企業物価指数は企業間で取引される商品の価格に焦点を当てた物価指数です。記事投稿時点で2016年12月の速報値までが算出され公開されています。直近の企業物価は上昇しつつあります。投資家は、今まで物価安の恩恵を受けた減収増益企業の動向に注意を向ける必要があります。

企業物価指数

どのような指数か?

企業物価指数は企業間で取引される商品の価格に焦点を当てた物価指数です。英語ではCorporate Goods Price Indexで、頭文字をとりCGPIとも呼ばれます。

企業物価指数(CGPI) マネー百科

2016年12月(速報値)までの推移


企業物価指数(2016年12月速報) 日本銀行

2016年は物価安が進行していました。原油安に代表される世界的な物価安(デフレ)を輸入する形で、国内の企業物価指数は低い水準で推移していました。
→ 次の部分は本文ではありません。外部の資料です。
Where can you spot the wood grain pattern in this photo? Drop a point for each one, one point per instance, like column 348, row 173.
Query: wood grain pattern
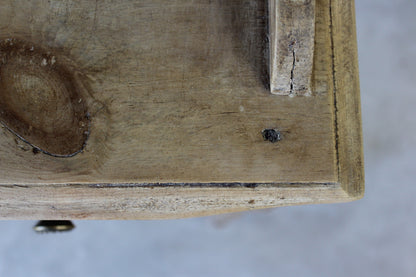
column 178, row 103
column 292, row 41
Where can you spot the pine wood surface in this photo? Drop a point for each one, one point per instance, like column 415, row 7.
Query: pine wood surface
column 175, row 96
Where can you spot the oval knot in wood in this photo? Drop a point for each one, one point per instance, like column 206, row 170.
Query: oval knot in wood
column 40, row 100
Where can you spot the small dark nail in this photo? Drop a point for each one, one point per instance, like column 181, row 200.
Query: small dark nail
column 46, row 226
column 271, row 135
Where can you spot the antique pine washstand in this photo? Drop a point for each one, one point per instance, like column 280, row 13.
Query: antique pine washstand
column 167, row 109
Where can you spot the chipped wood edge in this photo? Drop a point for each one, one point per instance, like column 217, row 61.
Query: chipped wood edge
column 155, row 201
column 347, row 104
column 292, row 39
column 167, row 201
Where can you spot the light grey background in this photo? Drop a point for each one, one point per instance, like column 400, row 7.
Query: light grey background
column 372, row 237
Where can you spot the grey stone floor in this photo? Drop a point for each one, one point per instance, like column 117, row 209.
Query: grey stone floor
column 372, row 237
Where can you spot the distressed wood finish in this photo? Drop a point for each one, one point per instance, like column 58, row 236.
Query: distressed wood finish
column 292, row 40
column 176, row 97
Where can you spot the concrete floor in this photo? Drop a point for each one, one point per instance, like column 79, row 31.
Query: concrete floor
column 372, row 237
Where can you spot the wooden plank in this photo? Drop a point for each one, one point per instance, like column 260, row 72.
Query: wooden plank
column 292, row 39
column 347, row 98
column 176, row 107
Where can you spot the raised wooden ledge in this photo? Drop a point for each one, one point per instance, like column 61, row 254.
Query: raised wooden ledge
column 152, row 200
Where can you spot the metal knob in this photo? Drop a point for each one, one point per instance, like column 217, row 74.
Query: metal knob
column 47, row 226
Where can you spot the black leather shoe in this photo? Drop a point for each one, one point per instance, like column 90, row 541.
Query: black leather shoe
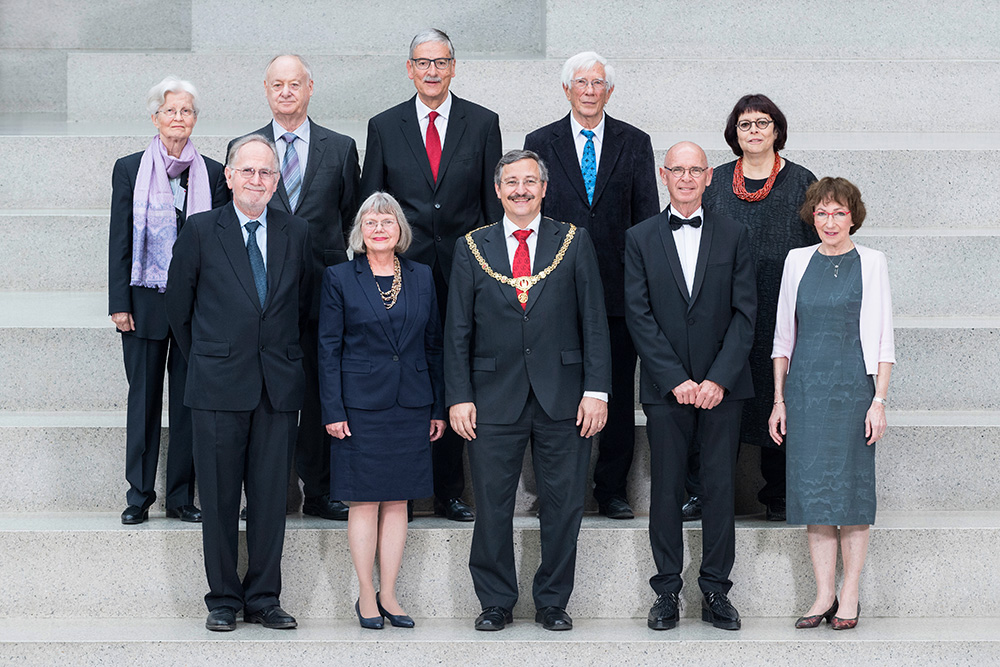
column 719, row 611
column 663, row 615
column 616, row 508
column 776, row 510
column 494, row 618
column 134, row 514
column 188, row 513
column 453, row 509
column 554, row 618
column 273, row 617
column 324, row 508
column 691, row 510
column 221, row 619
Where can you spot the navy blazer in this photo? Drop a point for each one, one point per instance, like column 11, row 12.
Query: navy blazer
column 361, row 364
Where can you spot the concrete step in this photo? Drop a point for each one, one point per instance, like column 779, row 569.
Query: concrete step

ところが状況が変わりつつあります。米大統領選後の2016年11月・12月はトランプノミクスによる円安が進行しました。これにより直近で円ベースでの輸出物価(中央グラフ)・輸入物価(右グラフ)が上昇しています。これに引っ張れれる形で国内企業物価(左グラフ)も上昇しています。

今後は減収増益企業に要注意

ところで直近の決算短信では減収増益企業が目立ちます。

多くの企業は「厳しい環境ながらコスト削減に尽力し増収を確保した」という報告をしていますが、実態は世界的な物価安による棚ボタ増収の寄与が大きいと分かります。直近の円安で企業物価が上昇しつつありますので、本当は尽力していない企業は化けの皮が剥がれるでしょう。

投資家は減収増益企業に警戒するのが良さそうです。

米ドル/円 抵抗線により120円まで円安が進行する可能性低いか


1ドル118円あたりに抵抗線がありますので、これ以上の円安に進行する可能性は低いと考えます。もし120円近くまで円安に振れた場合、実需の円買いや指先介入(Twitter介入)が入り、円高に戻されると予想しています。


米ドル/円 みんなの外為 2017/1/25 1:02

ちなみに最初にトランプが為替にイチャモンつけてきたのは、1ドル112円〜113円程の水準でした。